A critical question in this election -- especially now that the selection of Paul Ryan makes it more likely that real economic issues will be discussed -- is how much economic reality the American public will be able to swallow this year. A majority (or close to majority) of the public has a vested interest in rejecting economic realities in favor of wishful thinking (in 2008 they called it Hope).


Reality says “that which you tax you get less of, and that which you subsidize you get more of”. Hope says you can increase taxes on producers (e.g. younger workers and entrepreneurs) to support non-producers (e.g. retirees and welfare slugs) without affecting economic growth.

Reality says that Medicare “as we know it” is unsustainable. Hope says we can squeeze out another few years before the sh*t really hits the fan.

Reality says all decisions involve tradeoffs. Hope says that Wise Men can treat resources as unlimited.

Reality says you cannot borrow to a point where debt service consumes much of your future production. Hope says The Rich will cover it.


Reality says that wages are determined by what you can produce that is valuable to others. Hope says that wages should be determined by what seems "fair".

Reality says that in order to cut up pies, you must first produce them. Hope says that pies are a given, and that the real question is how big each person’s slice should be.

Reality says that everything government spends must first be taken from the private sector. Hope says that government can create economic activity by spending other people’s money.

Reality says that economic decisions are best made by people when they vote with their own dollars. Hope says that economic decisions are best made by people when they vote at the polls to use other people's dollars.

Reality says that the only way you can lose weight is to exercise more and eat less. Hope says that there is a pill you can take or a device you can buy on QVC that will cause you to lose weight.

Reality says that children have to grow up to be adults. Hope says that, like Peter Pan, you don’t have to grow up if you simply wish hard enough.

In short, Reality sucks. It involves more effort than much of our current population seems willing to exert. The promises of Hope are always just one more government program away.

Thursday, August 9, 2012

Tax Breaks for Oil Companies

How many times have you heard someone claim that we need to get rid of "tax breaks for oil companies". The next time you hear that comment you might actually want to ask what they think is the current level of taxation. Below is a summary of taxes and profit from Exxon-Mobil over the last ten years. It's paid taxes equal to roughly THREE TIMES their profit. Is this still not enough? And from whom does Exxon get the money to pay those taxes? For the most part it would be the customers who buy Exxon's products. That would be you.

Monday, August 6, 2012

The Incredible Shrinking Workforce

Headline from the Seattle Times last week: Encouraging Job Numbers*. Yes, there were more new jobs created in July than in June, but this is a bit like getting excited that the Mariners scored more runs yesterday than they did the day before. Neither observation addresses the underlying nature of what's really happening.

In July, the labor force participation rate fell to 63.7%. Over the last twelve years this rate has been dropping steadily . What do you do when you drop out of the labor force? One way or the other you live off the produce of those who are still working.
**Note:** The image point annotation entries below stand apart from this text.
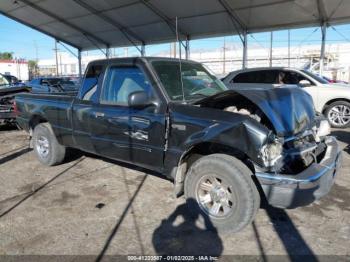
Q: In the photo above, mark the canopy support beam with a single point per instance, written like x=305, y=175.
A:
x=63, y=21
x=237, y=23
x=65, y=47
x=125, y=31
x=166, y=19
x=37, y=29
You simply cannot have a growth economy based on fewer people working and more people not working.  And it not likely that government practices which penalize people who work in order to subsidize people who don't will turn that trend around. This is not something that can be cured with a stimulus bill or a temporary reduction in payroll taxes or even a change of administrations. This is something that requires a fundamental change in economic thinking.

* Do you remember what the headline was in July, 2008 when unemployment ticked up to 5.7%?